Mr. Jabez North seemed scarcely to relish the unflinching gaze of his newly-found relation; and again those fine blue eyes, for which he was distinguished, winked and shifted, and hid themselves, under the scrutiny of the sick man.
"It's a handsome face," said Jim; "and it looks like the face of one of your fine high-born gentlemen too, which is rather queer, considering who it belongs to; but for all that, I can't say it's a face I much care about. There's something under—something behind the curtain. I say, brother, you're hatching of some plot to-night, and a very deep-laid plot it is too, or my name isn't Jim Lomax."
"Poor fellow," murmured the compassionate Jabez, "his mind wanders sadly."
"Does it?" asked the sick man; "does my mind wander, lad? I hope it does; I hope I can't see very clear to-night, for I didn't want to think my own brother a villain. I don't want to think bad of thee, lad, if it's only for my dead mother's sake."
"You hear!" said Jabez, with a glance of appeal to the girl, "you hear how delirious he is?"
"Stop a bit, lad," cried Jim, with sudden energy, laying his wasted hand upon his brother's wrist; "stop a bit. I'm dying fast; and before it's too late I've one prayer to make. I haven't made so many either to God or man that I need forget this one. You see this lass; we've been sweethearts, I don't know how long, now—ever since she was a little toddling thing that I could carry on my shoulder; and, one of these days, when wages got to be better, and bread cheaper, and hopes brighter, somehow, for poor folks like us, we was to have been married; but that's over now. Keep a good heart, lass, and don't look so white; perhaps it's better as it is.

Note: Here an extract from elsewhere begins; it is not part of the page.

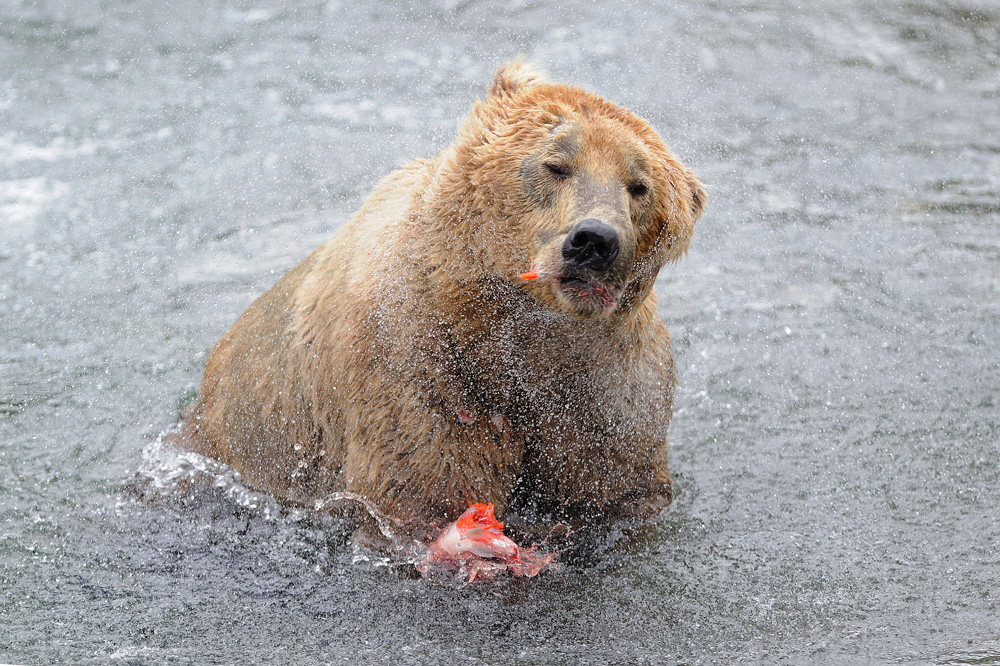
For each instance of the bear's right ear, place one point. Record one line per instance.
(512, 77)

Well, as I was saying, we've been sweethearts for a many year, and often when I haven't been able to get work, maybe sometimes when I haven't been willing, when I've been lazy, or on the drink, or among bad companions, this lass has kept a shelter over me, and given me bread to eat with the labour of her own hands. She's been true to me. I could tell you how true, but there's something about the corners of your mouth that makes me think you wouldn't care to hear it. But if you want me to die in peace, promise me this—that as long as you've got a shilling she shall never be without a sixpence; that as long as you've got a roof to cover your head she shall never be without a shelter. Promise!"
He tightened his grasp convulsively upon his brother's wrist. That gentleman made an effort to look him full in the face; but not seeming to relish the searching gaze of the dying man's eyes, Mr. Jabez North was compelled to drop his own.